For 40 years, Tahoe Regional Planning Agency has had regulatory power over 5,000 parcels inside the Tahoe Township of Douglas County. As part of the Regional Plan Update, TRPA passed in December 2012, Douglas County now has the opportunity to replace TRPA as the primary land-use regulator. However, this will happen only after each parcel is included inside a TRPA approved County Area Plan. Until then, every parcel remains under TRPA's control and is not eligible for regional play update economic and environmental incentives.
Last winter, Tahoe casinos and Edgewood asked county commissioners to direct county staff to: 1) prepare a first area plan that would primarily include their parcels (about 1 percent of Tahoe Township parcels); and 2) do a second area plan later for the remaining 99 parcels of parcels owned by homeowners and small businesses. Since no one objected, that is how the county proceeded.
On Thursday, county commissioners will reconsider whether one area plan for the entire Tahoe Township is more economically prudent and just, rather than two area plans.
Last year's decision disadvantages the 99 percent of parcels that would be excluded from the first area plan, and burdens all county taxpayers with duplicative preparation and legal costs, and ongoing administrative costs associated with additional TRPA reporting obligations every quarter that county staff would incur with multiple Tahoe area plans.
The county has an obligation to provide equal protection to all constituents. By providing regional planning update economic and environmental improvement incentives to all Tahoe parcels simultaneously in one area plan, more economic activity of benefit to all county residents is incentivized sooner. The county could also reform the 20-year-old, outdated zoning boundaries inside the Tahoe Township. Tahoe should have one area plan, just as the rest of the county has one master plan.

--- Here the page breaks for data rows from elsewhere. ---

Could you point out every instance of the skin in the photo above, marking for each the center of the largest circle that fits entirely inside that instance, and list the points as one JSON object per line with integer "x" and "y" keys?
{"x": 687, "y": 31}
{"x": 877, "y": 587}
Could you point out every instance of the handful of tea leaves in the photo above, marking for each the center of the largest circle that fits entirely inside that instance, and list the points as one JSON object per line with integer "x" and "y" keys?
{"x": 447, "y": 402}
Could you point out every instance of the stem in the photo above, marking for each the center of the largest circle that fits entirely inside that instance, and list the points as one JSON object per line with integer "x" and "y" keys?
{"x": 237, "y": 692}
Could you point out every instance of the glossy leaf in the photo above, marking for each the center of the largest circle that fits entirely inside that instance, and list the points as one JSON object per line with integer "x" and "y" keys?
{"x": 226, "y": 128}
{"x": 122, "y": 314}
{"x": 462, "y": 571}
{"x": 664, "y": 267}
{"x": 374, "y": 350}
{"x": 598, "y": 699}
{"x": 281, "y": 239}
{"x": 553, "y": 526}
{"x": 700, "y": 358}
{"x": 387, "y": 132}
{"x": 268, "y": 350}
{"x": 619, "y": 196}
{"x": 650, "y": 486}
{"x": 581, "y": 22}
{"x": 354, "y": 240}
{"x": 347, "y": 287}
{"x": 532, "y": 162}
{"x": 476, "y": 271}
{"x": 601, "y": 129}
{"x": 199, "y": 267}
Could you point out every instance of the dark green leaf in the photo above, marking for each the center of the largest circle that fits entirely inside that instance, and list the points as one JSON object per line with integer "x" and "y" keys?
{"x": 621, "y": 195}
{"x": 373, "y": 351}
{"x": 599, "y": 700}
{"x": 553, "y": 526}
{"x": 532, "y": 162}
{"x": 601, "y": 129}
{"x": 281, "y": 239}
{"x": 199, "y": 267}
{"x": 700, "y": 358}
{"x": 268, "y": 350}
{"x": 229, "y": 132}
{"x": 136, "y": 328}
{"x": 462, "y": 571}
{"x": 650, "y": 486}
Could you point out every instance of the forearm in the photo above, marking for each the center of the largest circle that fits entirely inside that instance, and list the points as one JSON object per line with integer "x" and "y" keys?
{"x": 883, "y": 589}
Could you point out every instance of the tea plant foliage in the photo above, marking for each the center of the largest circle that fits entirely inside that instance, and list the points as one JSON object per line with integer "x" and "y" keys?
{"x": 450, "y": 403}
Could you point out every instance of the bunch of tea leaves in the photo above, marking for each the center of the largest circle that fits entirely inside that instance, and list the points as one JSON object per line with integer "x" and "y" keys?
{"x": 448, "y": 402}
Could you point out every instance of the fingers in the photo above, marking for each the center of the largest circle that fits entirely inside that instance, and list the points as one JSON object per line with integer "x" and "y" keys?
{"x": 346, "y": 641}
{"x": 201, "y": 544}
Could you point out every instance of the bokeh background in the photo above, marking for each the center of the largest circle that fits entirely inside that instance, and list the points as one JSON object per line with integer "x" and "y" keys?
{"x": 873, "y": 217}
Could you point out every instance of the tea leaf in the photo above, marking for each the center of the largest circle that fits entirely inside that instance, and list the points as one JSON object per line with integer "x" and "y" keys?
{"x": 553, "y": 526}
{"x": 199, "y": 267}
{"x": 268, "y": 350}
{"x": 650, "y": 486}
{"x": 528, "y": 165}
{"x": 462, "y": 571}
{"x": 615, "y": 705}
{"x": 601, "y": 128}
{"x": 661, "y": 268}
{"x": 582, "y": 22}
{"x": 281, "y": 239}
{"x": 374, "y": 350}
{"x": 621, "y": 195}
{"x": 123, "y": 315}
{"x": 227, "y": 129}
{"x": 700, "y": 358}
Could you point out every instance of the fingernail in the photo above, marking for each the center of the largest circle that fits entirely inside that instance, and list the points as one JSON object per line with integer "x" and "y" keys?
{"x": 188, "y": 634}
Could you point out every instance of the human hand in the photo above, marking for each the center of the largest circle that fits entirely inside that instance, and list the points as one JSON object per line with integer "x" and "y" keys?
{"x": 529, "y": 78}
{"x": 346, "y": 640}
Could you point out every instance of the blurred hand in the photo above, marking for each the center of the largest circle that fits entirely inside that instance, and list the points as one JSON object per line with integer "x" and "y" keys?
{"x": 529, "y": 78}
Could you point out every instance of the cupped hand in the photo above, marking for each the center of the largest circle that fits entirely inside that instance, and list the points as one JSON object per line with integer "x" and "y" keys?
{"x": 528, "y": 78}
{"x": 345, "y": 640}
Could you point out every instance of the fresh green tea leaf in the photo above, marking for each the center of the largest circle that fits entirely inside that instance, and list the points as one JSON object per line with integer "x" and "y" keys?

When the county's first Tahoe area plan is sued (the Sierra Club sued the TRPA RPU on Feb. 11, citing illegal area plans), if the first area plan excludes 99 percent of Tahoe parcels, then county taxpayers will be paying for litigation that benefits only big business, and paying for more litigation for later area plans too. One area plan covering the entire Tahoe Township should be defended in one case, so everyone exits litigation at the same time with equal rights and opportunities.
As a Tahoe homeowner who has incurred thousands of dollars of TRPA caused costs and delays for home improvements, and as a small business owner of a Stateline project seeking regional planning update incentives on the same schedule as big business, I encourage county residents to speak at the Thursday county hearing in support of Commissioners approving "one area plan" for the entire Tahoe Township.